Bon bouquin, tu verras.



Anne Duclos 12/10/2011 22:33


Tu parles du polar béhavioriste... à la fin de ton article. Et, au risque de paraitre ridicule, j'ai pensé à Francis Carco, que tu pourrais rajouter comme référence, en plus des polars américains,
des 20's.
A bientôt.


jeanjean 13/10/2011 10:39



Non, vaiment pas de quoi être ridicule quand on cite Francis Carco, qui fait malheureuseùent partie de ces auteurs de l'Entre-deux-guerre un peu oubliés aujourd'hui.
Merci de l'avoir mentionné en tout cas, ça me donne envie de le relire - ne connaissant que ses poésies et 1 ou 2 de ses romans, comme Jésus la caille.

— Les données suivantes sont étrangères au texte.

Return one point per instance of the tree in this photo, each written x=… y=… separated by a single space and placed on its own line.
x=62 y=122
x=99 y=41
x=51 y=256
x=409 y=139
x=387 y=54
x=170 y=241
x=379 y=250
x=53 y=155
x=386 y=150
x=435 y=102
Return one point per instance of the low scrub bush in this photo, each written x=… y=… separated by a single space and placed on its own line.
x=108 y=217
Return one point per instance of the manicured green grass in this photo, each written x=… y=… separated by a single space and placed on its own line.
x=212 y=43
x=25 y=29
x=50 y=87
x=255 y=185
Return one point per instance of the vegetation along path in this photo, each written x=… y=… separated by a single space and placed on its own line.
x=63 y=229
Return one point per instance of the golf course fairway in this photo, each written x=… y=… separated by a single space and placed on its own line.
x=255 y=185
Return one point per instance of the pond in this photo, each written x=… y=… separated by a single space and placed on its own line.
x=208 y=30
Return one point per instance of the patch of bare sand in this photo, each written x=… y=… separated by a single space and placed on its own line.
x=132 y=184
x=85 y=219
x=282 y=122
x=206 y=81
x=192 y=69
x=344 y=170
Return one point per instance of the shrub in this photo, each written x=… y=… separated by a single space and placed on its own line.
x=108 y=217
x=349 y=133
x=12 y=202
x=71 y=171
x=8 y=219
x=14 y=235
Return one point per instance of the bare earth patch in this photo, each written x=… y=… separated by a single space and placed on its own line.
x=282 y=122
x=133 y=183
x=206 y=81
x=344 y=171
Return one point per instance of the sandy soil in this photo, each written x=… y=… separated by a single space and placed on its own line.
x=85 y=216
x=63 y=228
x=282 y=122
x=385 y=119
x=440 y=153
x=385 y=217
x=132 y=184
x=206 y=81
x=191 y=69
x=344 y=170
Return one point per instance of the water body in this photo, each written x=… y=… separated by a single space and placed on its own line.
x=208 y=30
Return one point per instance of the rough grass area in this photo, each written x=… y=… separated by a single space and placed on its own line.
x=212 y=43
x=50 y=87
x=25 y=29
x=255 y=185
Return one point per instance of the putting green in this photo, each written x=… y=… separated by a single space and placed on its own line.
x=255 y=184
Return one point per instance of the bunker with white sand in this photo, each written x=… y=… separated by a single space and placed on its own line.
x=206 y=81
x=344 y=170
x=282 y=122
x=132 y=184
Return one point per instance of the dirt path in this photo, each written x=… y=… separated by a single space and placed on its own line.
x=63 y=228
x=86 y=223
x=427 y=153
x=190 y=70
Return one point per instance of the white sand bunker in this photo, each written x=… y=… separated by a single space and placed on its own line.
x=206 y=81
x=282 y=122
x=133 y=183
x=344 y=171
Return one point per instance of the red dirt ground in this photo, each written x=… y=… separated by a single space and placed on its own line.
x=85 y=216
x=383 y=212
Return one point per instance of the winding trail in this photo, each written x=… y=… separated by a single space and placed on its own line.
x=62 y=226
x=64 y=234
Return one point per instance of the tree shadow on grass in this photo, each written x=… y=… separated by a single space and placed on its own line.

Oncle Paul 12/10/2011 20:21


Bonjour Jeanjean. Un roman à faire remonter dans ma pal afin de le lire bientôt. Peut-être également un coup de pouce à Jean-Jacques Reboux qui une fois de plus se trouve au ban des accusés
Amicalement


jeanjean 13/10/2011 10:33



Salut Paul. Vaguement entendu parler de cette histoire, et lu les explications de Jean-Jacques Reboux sur ton blog. Vu de l'extérieur, ça parait assez ahurissant,
c'est vrai. Maintenant, doit aussi y avoir pas mal de choses qui nous échappent. Amicalement.